Several interesting architectural details crop up in the CUDA documentation:
- The execution model is very unusual, especially compared to typical "what one thread should do" machine code.
- A "thread" means one single execution of a kernel. This is
mostly conceptual, since the hardware operates on warps of threads.
- A "warp" is a group of 32 threads that all take the same
branches. A warp is really a SIMD group: a bunch of floats sharing one
instruction decoder. The hardware does a good job with predication, so
warps aren't "in your face" like with SSE.

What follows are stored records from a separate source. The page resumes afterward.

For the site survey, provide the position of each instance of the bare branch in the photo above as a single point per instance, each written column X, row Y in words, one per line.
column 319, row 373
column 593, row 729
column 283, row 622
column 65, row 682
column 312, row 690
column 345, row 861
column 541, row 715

- A "block" is a group of a few hundred threads that have access to
the same "__shared__" memory. The block size is specified in software,
but limited by hardware to 512 or 1024 threads maximum. More threads
per block is generally better, with serious slowdowns for less than 100
or so threads per block. The PTX manual calls blocks "CTAs" (Cooperate
Thread Arrays).
- The entire kernel consists of a set of blocks of threads.
- The memory model is also highly segmented and specialized, unlike the flat memory of modern CPUs.
- "registers" are unique to that thread. Early 8000-series
cards had 8192 registers available; GTX 200 series had 16K registers;
and the new Fermi GTX 400s have 32K registers. Registers are
divided up among threads, so the fewer registers each thread uses, the
more threads the machine can keep in flight, hiding latency.
- "shared" memory is declared with __shared__, and can be read or
written by all the threads in a block. This is handy for
neighborhood
communication where global memory would be too slow. There is at
least 16KB of shared memory available per thread block; Fermi cards can
expose up to 48KB with special config options. Use "__syncthreads()__" to synchronize shared writes across a whole thread block.
- "global" memory is the central gigabyte or so of GPU RAM. All cudaMemcpy calls go to global memory, which is considered "slow" at only 100GB/second!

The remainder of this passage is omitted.